GERS Out of Money by 2025

Without reform and an infusion of at least $600 million in cash, the Government Employees Retirement System will run out of money by 2025, Leon “Rocky” Joyner, vice president and actuary at Segal Consulting, said as the Legislature’s Committee of the Whole kicked off a series of three meetings on a bill to try to fix the retirement system’s ills.

“There will be no assets to invest and no money,” Joyner told all 15 senators gathered Tuesday at the Legislature building on St. John.

The Committee of the Whole will also hold meetings Wednesday on St. Thomas and Thursday on St. Croix.

Joyner said that while GERS will still be able to pay some portion of a retirees’ pensions because contributions from workers will continue, he said that it will only pay 45 cents on the dollar. He said this means that a retiree who was supposed to get $1,000 a month will get only $450.

In a meeting where testifiers seemed free with their figures, Joyner said that the GERS retirees create a $600 million a year economic benefit for the territory.

“It’s 15 to 20 percent of the whole economy of the Virgin Islands,” he said.

GERS Administrator Austin Nibbs put the number of retirees at 8,467, slightly less than the 9,200 government workers paying into the system. Nibbs said that the ratio should be three or four government workers to one retiree, but Joyner said that the 1.1 to 1 ratio in the Virgin Islands was typical of mature pension systems.

According to Joyner, GERS’s problems are caused by lack of assets underpinning the system.

Leandro Festino of Meketa Investment Group said GERS has $250 million a year going out to retirees but only $80 million coming in.

“Even making a 7 percent return, you will be $150 million short,” Faustino said, adding that to make up that $150 million, GERS is liquidating its assets.

While a $600 million infusion of cash was the number agreed upon when the senators passed a bill in 2006 authorizing the issuance of a bond to help the pension fund, Senate President Neville James said that figure may not be enough.

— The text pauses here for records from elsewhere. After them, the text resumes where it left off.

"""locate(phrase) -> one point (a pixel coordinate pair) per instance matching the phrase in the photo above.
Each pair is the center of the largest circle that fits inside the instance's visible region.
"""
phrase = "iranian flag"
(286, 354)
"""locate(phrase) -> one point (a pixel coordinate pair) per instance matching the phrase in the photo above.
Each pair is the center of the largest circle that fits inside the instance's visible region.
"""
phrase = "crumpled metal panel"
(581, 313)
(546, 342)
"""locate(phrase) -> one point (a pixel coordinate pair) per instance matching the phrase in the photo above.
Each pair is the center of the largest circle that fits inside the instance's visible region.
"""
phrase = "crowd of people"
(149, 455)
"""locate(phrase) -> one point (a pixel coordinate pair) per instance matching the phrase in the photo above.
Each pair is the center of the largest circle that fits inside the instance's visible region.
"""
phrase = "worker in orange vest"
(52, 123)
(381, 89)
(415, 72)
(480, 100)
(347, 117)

And he said that while the government finances were in better shape in 2006, that’s not the case now.

“The question is where we identify the collateral,” he said.

James told his colleagues as the meeting began that they were under no obligation to fund the $600 million GERS wants.

Joyner said the $600 million would keep GERS solvent for 30 years.

The bill before the senators calls for numerous reforms, including upping the age for regular retirement from 60 to 65 and for early retirement from 50 to 55.

“This will be difficult for government employees,” Sen. Janette Millin-Young said.

The senators got the message that changes are needed.

“If the system were to crash, we’re talking about the end of the Virgin Islands,” Sen. Myron Jackson said.

Other tidbits that surfaced during the meeting included a statement by Nibbs that indicated GERS got a 30 percent plus return on its loan to Seaborne Airlines.

And he said that Carambola Beach Resort is reporting good occupancy rates so that GERS acquistion of it appears to be turning out well even though the loan defaulted. He also said that a deal to sell the resort looks promising.

Sen. Kenneth L. Gittens asked Nibbs why an effort to reform GERS in the 29th Legislature had never made it out of the Rules Committee.

Nibbs said, “It was three weeks before election.”